Numbers don't capture what it feels like to be a child removed from their home. But they do reveal the scale and shape of a state's child welfare system — where the need concentrates, who is in care, and whether the system is moving in the right direction. For anyone considering fostering in New Hampshire, understanding the data puts the recruitment appeals and policy language in context.

How Many Children Are in New Hampshire Foster Care?

As of September 30, 2024, there were approximately 1,164 children in active foster care placements in New Hampshire, according to federal Child Welfare Outcomes data from HHS. This figure represents children in licensed foster homes, kinship placements, group care settings, and other out-of-home arrangements. The state's goal under its 2025-2026 DCYF Strategic Priorities is to increase the percentage of children in family-based settings (as opposed to congregate care) to 83%.
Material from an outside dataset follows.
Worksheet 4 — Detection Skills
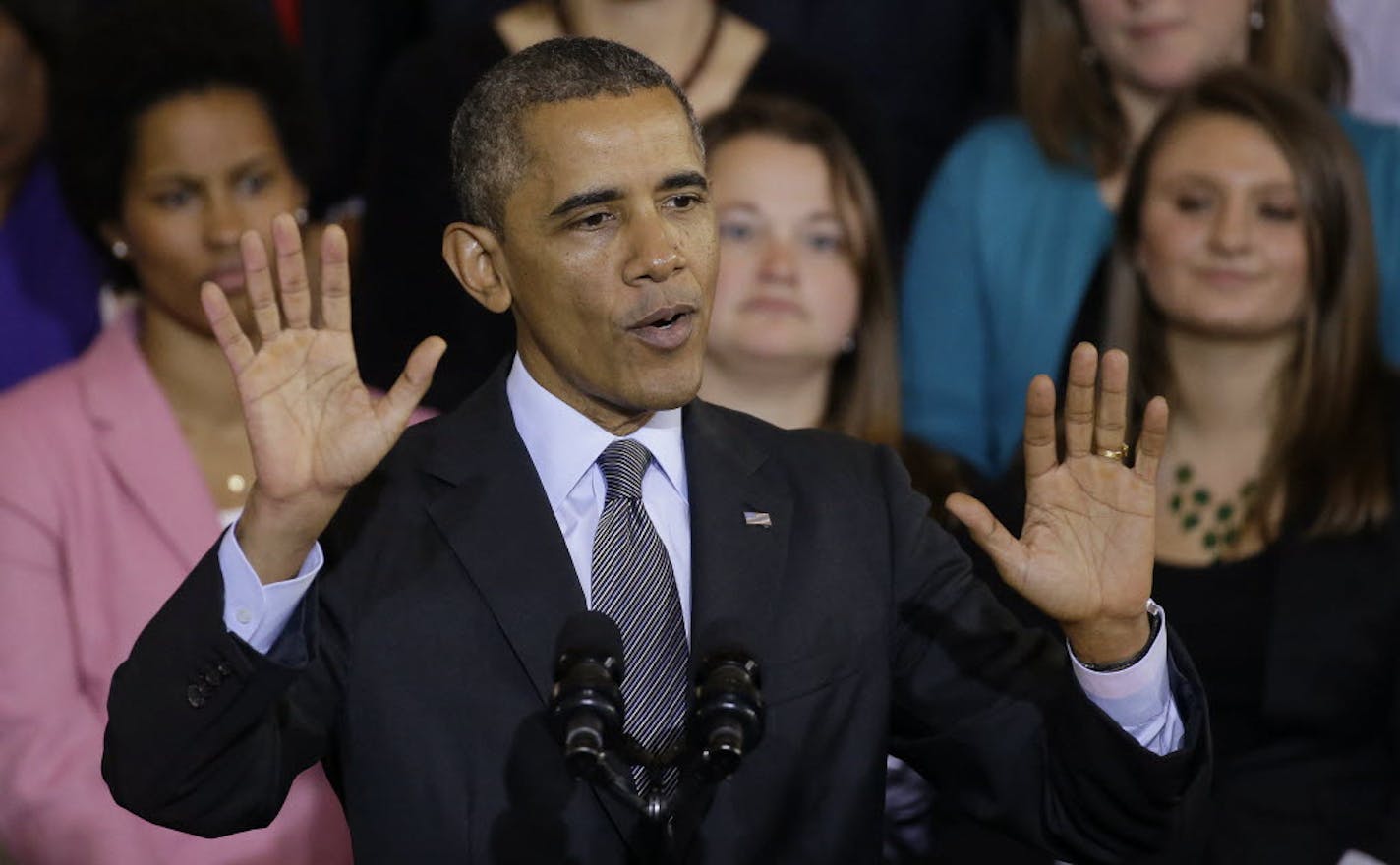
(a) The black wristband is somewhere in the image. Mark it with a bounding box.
[1079,601,1162,673]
New Hampshire's total child population was approximately 249,364 in 2024. With roughly 1,164 children in foster care, the state has a relatively low foster care rate compared to national averages — but this understates the pressure on the system because New Hampshire also has a relatively small pool of licensed homes relative to the number of children who need placement at any given time.

Why Children Enter Foster Care in New Hampshire

Nationally, neglect is the leading driver of foster care entry, and New Hampshire is no different. DCYF data consistently shows that neglect — often connected to parental substance use disorder — accounts for the majority of removals. New Hampshire has historically had one of the highest per-capita drug overdose rates in the United States. The state's overdose fatality review commission documented the continued human cost of the opioid epidemic in its 2024 annual report: the intersection of addiction, family instability, and child welfare involvement is direct and measurable.

Approximately 20,000 New Hampshire children live below the federal poverty line, and 64,000 live in single-parent households. These are not causes of foster care entry in themselves, but they are risk factors that the research consistently links to the stressors that can escalate to abuse or neglect.

New Hampshire Child Demographics in the System

New Hampshire's child population is one of the most demographically homogeneous in the country: approximately 82% of children identify as white (non-Hispanic), with 8.5% identifying as Hispanic. The foster care population broadly reflects this, though children of color are disproportionately represented in the system relative to their share of the general population — a pattern that holds across virtually every state.

The state's growing Hispanic population, concentrated in Manchester and Nashua, represents a community increasingly navigating child welfare involvement, and DCYF has identified bilingual outreach and resource development as a priority area.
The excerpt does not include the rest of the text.